Murphy tilted his head, grimaced, suggesting maybe, maybe not. Suggesting an idiocy he couldn’t meet halfway.
I said something about Babel. It was the easiest myth to invoke, queued up for renewed scrutiny, and it was getting batted around by anyone who believed our oldest stories still
mattered. What I said was probably nothing. Maybe I only said the word Babel, let it hang out there as if that’s all that was required.
Murphy wasn’t impressed. “That topic is exhausted. Mythology is the lowest temptation. You want to talk about first causes, I’d go back before the Jewish child and cite mythology, the most sickening specimens of speech. We subscribe to these supposedly important stories, religious stories, and we ignore their inanity, how moronic and impractical they are. Can we prove the stories don’t make us sick? Because they happened long before we were born, we somehow decide they are extraordinarily important and we shut our brains down, we turn into imbeciles, we let the past start thinking for us. That’s sickness. Talk about a fucking precursor.”
“I don’t think those things actually happened,” I said. “As in really happened. If we’re still talking about Babel.”

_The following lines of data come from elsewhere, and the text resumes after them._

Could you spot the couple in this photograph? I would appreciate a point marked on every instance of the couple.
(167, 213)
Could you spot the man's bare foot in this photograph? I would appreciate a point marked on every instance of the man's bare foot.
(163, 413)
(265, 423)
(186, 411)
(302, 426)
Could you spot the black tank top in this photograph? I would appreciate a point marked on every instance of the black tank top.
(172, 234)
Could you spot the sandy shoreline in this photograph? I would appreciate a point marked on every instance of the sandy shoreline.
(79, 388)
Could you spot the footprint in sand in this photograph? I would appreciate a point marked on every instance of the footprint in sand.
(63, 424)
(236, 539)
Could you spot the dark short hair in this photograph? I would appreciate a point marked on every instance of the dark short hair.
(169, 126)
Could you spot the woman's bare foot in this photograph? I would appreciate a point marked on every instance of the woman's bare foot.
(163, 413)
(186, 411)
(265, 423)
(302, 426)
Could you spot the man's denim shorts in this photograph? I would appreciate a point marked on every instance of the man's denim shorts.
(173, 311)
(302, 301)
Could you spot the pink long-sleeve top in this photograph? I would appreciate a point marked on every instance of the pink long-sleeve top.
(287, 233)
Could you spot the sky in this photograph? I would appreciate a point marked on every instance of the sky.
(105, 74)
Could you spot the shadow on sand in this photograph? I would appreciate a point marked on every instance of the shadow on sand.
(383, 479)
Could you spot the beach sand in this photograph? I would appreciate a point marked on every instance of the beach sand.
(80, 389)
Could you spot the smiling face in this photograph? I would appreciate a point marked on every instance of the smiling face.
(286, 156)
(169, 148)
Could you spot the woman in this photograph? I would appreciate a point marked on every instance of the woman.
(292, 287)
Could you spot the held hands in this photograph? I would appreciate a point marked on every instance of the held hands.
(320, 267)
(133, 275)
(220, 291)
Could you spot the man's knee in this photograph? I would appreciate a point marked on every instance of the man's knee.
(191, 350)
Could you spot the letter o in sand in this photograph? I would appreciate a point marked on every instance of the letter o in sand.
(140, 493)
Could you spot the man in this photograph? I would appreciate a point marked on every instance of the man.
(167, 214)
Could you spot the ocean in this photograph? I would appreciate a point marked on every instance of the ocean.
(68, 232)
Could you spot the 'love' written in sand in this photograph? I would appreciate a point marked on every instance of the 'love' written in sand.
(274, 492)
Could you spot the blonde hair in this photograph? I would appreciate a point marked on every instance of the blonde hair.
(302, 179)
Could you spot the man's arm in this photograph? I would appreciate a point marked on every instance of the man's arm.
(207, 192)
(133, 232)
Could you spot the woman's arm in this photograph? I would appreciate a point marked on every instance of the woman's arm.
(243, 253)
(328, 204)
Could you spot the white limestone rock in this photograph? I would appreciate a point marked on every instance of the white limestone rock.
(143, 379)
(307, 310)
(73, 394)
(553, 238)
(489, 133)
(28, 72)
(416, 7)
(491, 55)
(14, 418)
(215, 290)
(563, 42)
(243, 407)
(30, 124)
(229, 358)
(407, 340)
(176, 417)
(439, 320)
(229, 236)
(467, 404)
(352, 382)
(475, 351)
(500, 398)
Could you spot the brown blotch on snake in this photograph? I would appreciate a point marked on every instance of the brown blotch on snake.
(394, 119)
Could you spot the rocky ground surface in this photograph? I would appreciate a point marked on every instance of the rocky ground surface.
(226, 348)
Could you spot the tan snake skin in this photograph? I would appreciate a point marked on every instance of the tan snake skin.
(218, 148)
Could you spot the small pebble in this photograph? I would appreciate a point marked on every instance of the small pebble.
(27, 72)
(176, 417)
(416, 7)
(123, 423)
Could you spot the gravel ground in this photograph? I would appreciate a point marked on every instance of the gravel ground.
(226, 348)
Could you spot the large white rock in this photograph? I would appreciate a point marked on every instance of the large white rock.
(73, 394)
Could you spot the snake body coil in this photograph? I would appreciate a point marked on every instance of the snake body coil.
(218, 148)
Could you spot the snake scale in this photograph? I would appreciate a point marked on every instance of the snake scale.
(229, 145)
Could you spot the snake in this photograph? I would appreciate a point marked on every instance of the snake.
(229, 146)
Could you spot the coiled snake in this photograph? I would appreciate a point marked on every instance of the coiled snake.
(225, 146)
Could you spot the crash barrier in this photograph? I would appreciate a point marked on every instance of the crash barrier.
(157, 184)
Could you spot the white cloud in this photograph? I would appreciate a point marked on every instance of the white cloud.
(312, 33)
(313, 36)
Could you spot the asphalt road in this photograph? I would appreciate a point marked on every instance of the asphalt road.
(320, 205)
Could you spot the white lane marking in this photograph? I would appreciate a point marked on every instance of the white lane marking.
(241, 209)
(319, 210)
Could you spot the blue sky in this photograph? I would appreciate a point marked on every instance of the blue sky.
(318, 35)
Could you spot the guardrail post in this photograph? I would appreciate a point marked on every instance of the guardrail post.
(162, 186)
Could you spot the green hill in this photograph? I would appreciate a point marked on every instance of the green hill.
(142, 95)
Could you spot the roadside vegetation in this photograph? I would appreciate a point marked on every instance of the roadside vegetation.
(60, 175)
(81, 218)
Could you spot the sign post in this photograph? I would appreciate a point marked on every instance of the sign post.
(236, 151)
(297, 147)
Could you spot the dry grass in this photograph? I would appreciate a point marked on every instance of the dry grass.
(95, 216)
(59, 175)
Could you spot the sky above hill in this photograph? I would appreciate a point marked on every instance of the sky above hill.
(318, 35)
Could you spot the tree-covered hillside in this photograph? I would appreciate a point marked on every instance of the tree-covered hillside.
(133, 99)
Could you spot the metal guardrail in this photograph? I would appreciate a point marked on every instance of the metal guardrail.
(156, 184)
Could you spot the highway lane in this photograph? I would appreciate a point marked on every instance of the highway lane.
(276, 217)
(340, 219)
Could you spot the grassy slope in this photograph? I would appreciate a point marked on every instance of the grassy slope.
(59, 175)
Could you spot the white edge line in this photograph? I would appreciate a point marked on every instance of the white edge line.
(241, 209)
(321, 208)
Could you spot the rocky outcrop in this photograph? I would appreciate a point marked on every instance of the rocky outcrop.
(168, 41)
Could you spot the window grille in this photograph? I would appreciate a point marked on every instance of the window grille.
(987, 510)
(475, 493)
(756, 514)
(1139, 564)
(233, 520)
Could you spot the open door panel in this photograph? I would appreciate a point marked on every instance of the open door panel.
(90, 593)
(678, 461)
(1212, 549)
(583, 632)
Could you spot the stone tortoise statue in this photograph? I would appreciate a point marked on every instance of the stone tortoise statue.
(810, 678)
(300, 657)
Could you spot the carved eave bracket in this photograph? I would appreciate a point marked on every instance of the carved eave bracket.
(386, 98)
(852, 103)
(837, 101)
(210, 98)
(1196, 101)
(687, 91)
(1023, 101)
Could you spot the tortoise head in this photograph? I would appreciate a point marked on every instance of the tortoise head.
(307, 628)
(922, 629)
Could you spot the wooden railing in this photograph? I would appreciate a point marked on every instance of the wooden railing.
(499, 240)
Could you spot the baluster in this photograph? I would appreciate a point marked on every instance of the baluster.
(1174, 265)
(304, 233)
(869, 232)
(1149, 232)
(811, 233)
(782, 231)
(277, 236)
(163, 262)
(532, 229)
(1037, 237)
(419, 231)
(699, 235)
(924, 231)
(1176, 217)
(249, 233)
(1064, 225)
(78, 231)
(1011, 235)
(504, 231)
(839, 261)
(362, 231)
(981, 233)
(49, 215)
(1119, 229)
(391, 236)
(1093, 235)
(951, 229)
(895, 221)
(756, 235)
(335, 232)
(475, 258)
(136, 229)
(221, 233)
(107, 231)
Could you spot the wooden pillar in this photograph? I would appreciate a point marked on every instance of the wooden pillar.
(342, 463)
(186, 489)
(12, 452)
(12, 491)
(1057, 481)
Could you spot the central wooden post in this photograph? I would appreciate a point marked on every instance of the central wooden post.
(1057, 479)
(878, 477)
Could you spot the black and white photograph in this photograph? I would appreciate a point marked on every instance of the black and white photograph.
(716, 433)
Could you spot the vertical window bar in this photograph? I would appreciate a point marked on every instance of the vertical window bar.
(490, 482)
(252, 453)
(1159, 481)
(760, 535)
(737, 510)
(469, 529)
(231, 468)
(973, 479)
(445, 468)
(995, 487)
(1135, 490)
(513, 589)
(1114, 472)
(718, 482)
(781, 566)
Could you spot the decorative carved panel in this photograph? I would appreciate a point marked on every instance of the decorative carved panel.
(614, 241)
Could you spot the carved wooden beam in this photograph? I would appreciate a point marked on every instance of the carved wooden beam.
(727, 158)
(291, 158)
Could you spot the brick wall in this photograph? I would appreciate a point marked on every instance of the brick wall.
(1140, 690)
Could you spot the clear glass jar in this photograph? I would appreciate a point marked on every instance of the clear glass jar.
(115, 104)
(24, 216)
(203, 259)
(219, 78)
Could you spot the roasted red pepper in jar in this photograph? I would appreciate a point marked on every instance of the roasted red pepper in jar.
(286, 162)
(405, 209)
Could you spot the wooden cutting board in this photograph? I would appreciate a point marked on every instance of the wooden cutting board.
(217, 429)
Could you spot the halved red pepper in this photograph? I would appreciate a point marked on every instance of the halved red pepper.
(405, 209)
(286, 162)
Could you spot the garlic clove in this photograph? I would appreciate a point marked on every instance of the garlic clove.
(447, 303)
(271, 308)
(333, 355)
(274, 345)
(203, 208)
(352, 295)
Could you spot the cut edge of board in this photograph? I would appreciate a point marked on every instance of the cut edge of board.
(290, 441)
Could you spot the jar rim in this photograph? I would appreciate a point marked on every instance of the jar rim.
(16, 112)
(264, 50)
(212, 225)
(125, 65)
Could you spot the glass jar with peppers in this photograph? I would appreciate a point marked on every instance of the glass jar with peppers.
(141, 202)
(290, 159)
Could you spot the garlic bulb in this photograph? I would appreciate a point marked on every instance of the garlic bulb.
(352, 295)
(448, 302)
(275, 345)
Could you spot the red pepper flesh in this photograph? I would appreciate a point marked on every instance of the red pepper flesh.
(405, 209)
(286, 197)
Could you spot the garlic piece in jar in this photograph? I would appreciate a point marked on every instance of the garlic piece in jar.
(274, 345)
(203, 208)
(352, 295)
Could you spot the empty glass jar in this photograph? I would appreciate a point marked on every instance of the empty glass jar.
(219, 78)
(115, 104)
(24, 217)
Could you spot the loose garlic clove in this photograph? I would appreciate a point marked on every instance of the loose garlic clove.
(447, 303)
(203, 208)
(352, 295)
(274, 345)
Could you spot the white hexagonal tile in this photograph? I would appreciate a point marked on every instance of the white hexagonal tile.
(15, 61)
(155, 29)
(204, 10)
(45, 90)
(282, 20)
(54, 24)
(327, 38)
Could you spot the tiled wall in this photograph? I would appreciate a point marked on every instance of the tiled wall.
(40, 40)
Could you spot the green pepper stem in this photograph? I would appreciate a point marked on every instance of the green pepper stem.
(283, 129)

He’d gotten himself pretty worked up. A halo of spit ringed his mouth, his eyes flaring.
“And you’re an authority on what has and hasn’t happened? Where’d you do your training?”
“It’s a parable,” I said. “You believe that, right? You don’t think it’s a true story?”
“Forget it,” he said.
I had no interest in speaking about Babel, a heavy-handed narrative from a world that wasn’t mine. Those obvious myths from the Old Testament—decoy, decoy—bored me anyway. I’d brought it up because of how harmless it seemed, drowning in easy connotations. But part of me couldn’t resist the topic.
“So you’re saying,” I began, as if I didn’t really understand what he was saying, “you’re saying that a biblical story in which God strikes down his people with aphasia is not relevant? A story about losing our power of speech?”
“That’s exactly what I’m saying,” said Murphy, quietly. “Sometimes it serves a larger interest to keep people from communicating. The sharing of information hasn’t always been a good thing. Sometimes it is a very terrible thing. Perhaps always. God behaved appropriately in that situation.”
“You don’t think people will write books about this very topic, linking this speech poison, or whatever it is, to something biblical?”